I spent yesterday on an emotional roller coaster: feeling sad, feeling angry, regretting my decision to resign, feeling angry, feeling powerless, being glad I resigned because I can focus on other things, feeling frustrated, feeling sad …
And on top of that I’ve been questioning whether what I’m doing has any basis in reality. But when I talk to other folks (besides Ron) and think about the other people who also resigned because of this, I feel vindicated. It’s necessary.
It just hurts to see my state party moving on without me – especially the ways in which they’re moving on without me. And their surrogates are pushing back with seemingly innocuous posts on social media expressing the very views Ron and I are most opposed to. And I feel powerless because no one was listening to me when I had a leadership role in the party, why in the world would they listen to me after I resigned and joined in calling them out on social media? The more we fight, the more they’re gonna dig in their heels.
I’ve spent the day haunted by the memory of the last time this happened, when my friend (whom I later assigned the pseudonym “Mo”) was basically forced to resign. Here’s what I wrote about it at the time:
I’ve watched 2 people I once considered friends attack the other folks I’m friends with in my state party, watched them (try to) cause all sorts of crazy drama and make the leadership look bad, basically turning friends into enemies. I feel caught in the middle, knowing there is good in each of these people but also knowing how one of them manipulated me and they’ve both hurt people I care about. And I love my friends, but it kills me to watch them talk trash about these people who’ve honestly done stuff to deserve it, but who are also hurting. Why else would they engage in such destructive behavior?
Some of the things that are going on have me wondering, if I ever do anything to annoy one or more of these folks, will they talk to me about it? Or will they alienate me and talk trash about me behind my back?
I’m questioning whether the fondness, camaraderie, desire to be close I feel toward these people is mutual, or even real. One friend in particular, I love him and he at least seemed to hold me in high regard, value my contributions, care about me as a person. But lately he’s been aloof,
I guess this time the roles of the “2 people I once considered friends” are played by Ron, myself, and maybe 1-3 other allies. We’re calling our former colleagues out for the drama they’ve caused, but I can see how some folks might see us as the ones causing the drama (especially the way it’s being spun). The “other folks I’m friends with” are practically the exact same people I’m having a problem with now. They talked trash about Ron and tried to manipulate me and others (with varying degrees of success) and I just couldn’t pretend to be in the middle again. So I’ve officially resigned from the state party; instead I’ll focus on local organizing. I know they’re talking trash about me behind my back; from what folks have said it’s been going on for a while now because they can’t deal with me being nonbinary. (In other words they’re transphobic.) And I’m kinda hurt by it but also like “whatever, they were never worth my time anyway” and that just breaks my heart.

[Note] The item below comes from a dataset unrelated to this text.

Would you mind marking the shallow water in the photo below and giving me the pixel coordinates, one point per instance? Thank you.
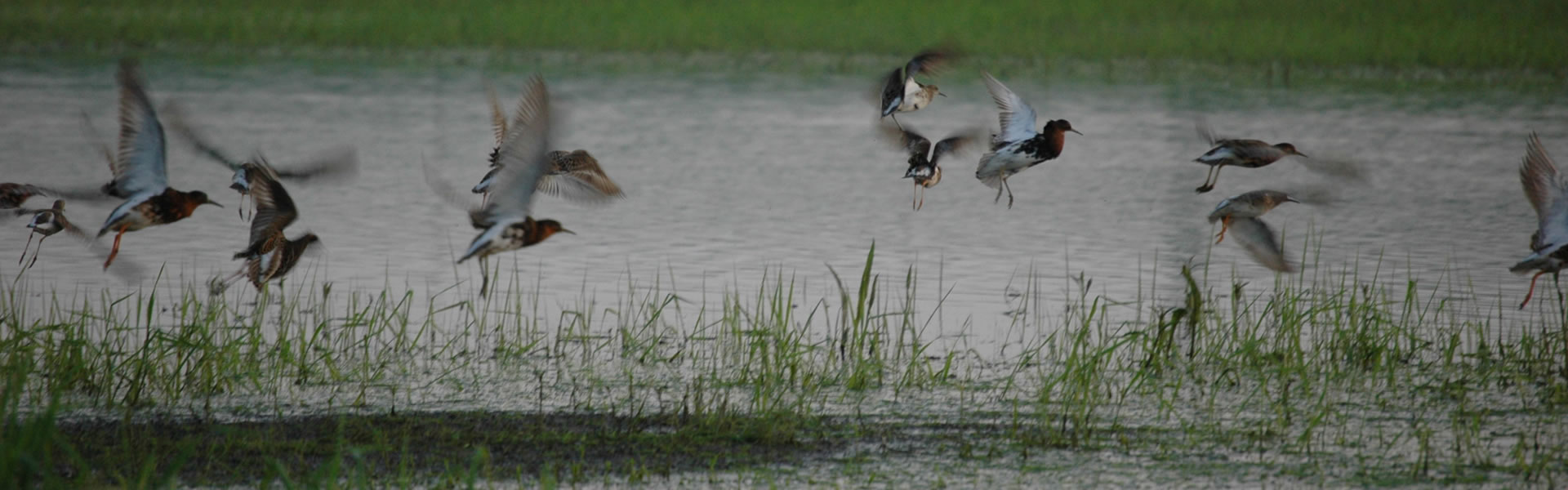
(729, 175)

And the “one friend in particular” is the person I later decided to call “Carl;” far as anyone can tell he’s at the center of this whole mess, which is essentially a giant power grab. I first caught on to it when he started taking control of the committee I chaired while a major component of his responsibilities unraveled. I feel like he’s been manipulating me for most of the year+ I’ve known him, but the first time I was really able to notice and say it was when he first started trying to get me to resign, about a month ago. He and Ron have been butting heads practically since Day 1, and Ron’s been calling him out on the problems he’s been causing, and he was the one who essentially turned everyone against Ron until ze resigned … if I remember correctly Carl was a driving force behind the demonization of Mo, too … wow …
Another thing that’s haunting me is a series of texts Mo sent me yesterday, basically saying that my actions contributed to the problem when he was going through this and helped create the situation I’m in now. He basically said our resignations won’t make a difference – not in the behavior of the current leadership and the folks they’re able to sway, at least. I’m a bit hurt that he didn’t seem interested in having a dialogue about it, but I have to agree with him. A major part of why I left is because they were showing no remorse, no self-reflection, no consideration or respect for Ron, nothing. Why would they do that now that they have nearly full control over my state Green Party? They can do whatever they want – just like high-ranking Republicans and Democrats.